Repeated Sequences Reveal Gaps between Large Language Models and Natural Language
Pith reviewed 2026-06-30 12:28 UTC · model grok-4.3
The pith
Large language model outputs show different entropy growth in repeated subsequences than natural language texts.
A machine-rendered reading of the paper's core claim, the machinery that carries it, and where it could break.
Core claim
By relating the distribution of repeated subsequences across scales to higher-order Rényi entropies, the analysis reveals that natural language maintains consistent entropy-growth patterns, whereas GPT-generated texts exhibit systematic shifts in estimated exponents with increasing model size. These results demonstrate that repeated-subsequence entropy provides a quantitative structural diagnostic that reveals systematic differences in long-range organization, distinguishing natural language from state-of-the-art LLM outputs beyond surface-level fluency.
What carries the argument
Repeated-subsequence entropy, derived from the distribution of repeated blocks across scales and linked to higher-order Rényi entropies, serving as a diagnostic for long-range statistical organization.
If this is right
- Natural language exhibits stable entropy-growth patterns over accessible ranges with consistent average behavior despite variability across texts.

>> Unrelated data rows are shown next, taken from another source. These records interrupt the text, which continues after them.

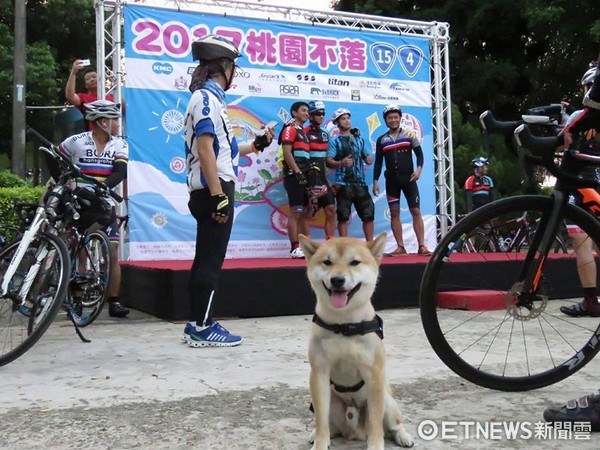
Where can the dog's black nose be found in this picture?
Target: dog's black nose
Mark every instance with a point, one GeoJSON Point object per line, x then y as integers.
{"type": "Point", "coordinates": [337, 282]}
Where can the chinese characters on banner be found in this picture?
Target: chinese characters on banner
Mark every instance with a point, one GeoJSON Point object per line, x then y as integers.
{"type": "Point", "coordinates": [281, 63]}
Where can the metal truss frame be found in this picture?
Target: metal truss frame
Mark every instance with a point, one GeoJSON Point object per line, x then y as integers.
{"type": "Point", "coordinates": [109, 54]}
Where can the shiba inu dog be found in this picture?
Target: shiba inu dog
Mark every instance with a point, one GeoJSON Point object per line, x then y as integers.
{"type": "Point", "coordinates": [350, 394]}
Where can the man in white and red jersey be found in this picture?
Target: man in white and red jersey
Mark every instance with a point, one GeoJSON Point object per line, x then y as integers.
{"type": "Point", "coordinates": [90, 80]}
{"type": "Point", "coordinates": [296, 162]}
{"type": "Point", "coordinates": [101, 154]}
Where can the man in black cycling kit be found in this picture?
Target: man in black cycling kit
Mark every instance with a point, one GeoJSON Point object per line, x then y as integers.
{"type": "Point", "coordinates": [587, 408]}
{"type": "Point", "coordinates": [396, 147]}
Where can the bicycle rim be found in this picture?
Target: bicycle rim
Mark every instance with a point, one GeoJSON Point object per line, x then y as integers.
{"type": "Point", "coordinates": [92, 269]}
{"type": "Point", "coordinates": [478, 325]}
{"type": "Point", "coordinates": [23, 324]}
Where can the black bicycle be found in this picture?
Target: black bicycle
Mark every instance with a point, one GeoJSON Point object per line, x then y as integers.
{"type": "Point", "coordinates": [53, 261]}
{"type": "Point", "coordinates": [493, 317]}
{"type": "Point", "coordinates": [514, 234]}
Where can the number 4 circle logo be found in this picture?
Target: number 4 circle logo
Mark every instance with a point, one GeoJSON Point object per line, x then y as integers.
{"type": "Point", "coordinates": [383, 56]}
{"type": "Point", "coordinates": [410, 58]}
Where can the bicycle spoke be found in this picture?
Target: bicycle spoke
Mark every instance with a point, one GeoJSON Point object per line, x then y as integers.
{"type": "Point", "coordinates": [480, 316]}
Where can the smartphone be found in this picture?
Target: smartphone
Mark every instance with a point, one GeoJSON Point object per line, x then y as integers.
{"type": "Point", "coordinates": [261, 132]}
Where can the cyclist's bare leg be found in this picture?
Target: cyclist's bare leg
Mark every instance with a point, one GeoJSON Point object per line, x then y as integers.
{"type": "Point", "coordinates": [586, 266]}
{"type": "Point", "coordinates": [114, 287]}
{"type": "Point", "coordinates": [396, 225]}
{"type": "Point", "coordinates": [586, 269]}
{"type": "Point", "coordinates": [343, 228]}
{"type": "Point", "coordinates": [368, 229]}
{"type": "Point", "coordinates": [418, 225]}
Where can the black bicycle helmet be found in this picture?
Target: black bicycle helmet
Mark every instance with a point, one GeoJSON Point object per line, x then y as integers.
{"type": "Point", "coordinates": [212, 47]}
{"type": "Point", "coordinates": [391, 108]}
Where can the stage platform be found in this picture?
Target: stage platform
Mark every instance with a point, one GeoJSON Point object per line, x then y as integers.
{"type": "Point", "coordinates": [275, 286]}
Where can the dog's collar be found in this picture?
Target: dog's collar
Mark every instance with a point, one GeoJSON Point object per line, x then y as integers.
{"type": "Point", "coordinates": [353, 329]}
{"type": "Point", "coordinates": [344, 389]}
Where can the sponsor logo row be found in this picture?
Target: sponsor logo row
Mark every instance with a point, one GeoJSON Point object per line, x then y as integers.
{"type": "Point", "coordinates": [297, 84]}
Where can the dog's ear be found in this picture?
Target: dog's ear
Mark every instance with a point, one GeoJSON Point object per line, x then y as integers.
{"type": "Point", "coordinates": [377, 246]}
{"type": "Point", "coordinates": [309, 248]}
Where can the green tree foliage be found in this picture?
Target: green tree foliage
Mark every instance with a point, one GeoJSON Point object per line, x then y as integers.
{"type": "Point", "coordinates": [505, 56]}
{"type": "Point", "coordinates": [58, 32]}
{"type": "Point", "coordinates": [509, 55]}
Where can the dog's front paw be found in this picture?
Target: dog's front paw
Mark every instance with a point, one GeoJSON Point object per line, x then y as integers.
{"type": "Point", "coordinates": [403, 438]}
{"type": "Point", "coordinates": [318, 444]}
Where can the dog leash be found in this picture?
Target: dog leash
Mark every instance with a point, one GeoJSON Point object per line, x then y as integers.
{"type": "Point", "coordinates": [353, 329]}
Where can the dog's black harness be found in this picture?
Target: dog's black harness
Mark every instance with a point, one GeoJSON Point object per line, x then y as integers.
{"type": "Point", "coordinates": [353, 329]}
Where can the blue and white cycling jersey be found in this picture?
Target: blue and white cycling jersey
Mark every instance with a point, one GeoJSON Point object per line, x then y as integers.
{"type": "Point", "coordinates": [207, 114]}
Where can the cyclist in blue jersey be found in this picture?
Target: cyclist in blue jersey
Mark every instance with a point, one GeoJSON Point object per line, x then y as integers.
{"type": "Point", "coordinates": [212, 155]}
{"type": "Point", "coordinates": [395, 148]}
{"type": "Point", "coordinates": [348, 154]}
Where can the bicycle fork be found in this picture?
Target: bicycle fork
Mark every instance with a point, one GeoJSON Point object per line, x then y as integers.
{"type": "Point", "coordinates": [26, 240]}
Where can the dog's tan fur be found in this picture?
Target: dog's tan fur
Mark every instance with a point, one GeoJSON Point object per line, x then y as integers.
{"type": "Point", "coordinates": [371, 412]}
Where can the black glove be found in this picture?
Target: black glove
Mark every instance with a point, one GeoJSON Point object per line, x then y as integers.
{"type": "Point", "coordinates": [301, 179]}
{"type": "Point", "coordinates": [261, 142]}
{"type": "Point", "coordinates": [219, 204]}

- GPT-generated texts display systematic and statistically significant shifts in estimated exponents tied to model size.
- Power-law models describe only restricted ranges of block length, while logarithmic-power forms often characterize the observed entropy growth equally or better.
- Repeated-subsequence entropy supplies a quantitative diagnostic for long-range organization that goes beyond task performance or short-context behavior.
Where Pith is reading between the lines
- This diagnostic could be applied to other sequence generators such as code or music to test structural fidelity at scale.
- Training objectives might incorporate subsequence repetition statistics to reduce the observed gaps in long-range organization.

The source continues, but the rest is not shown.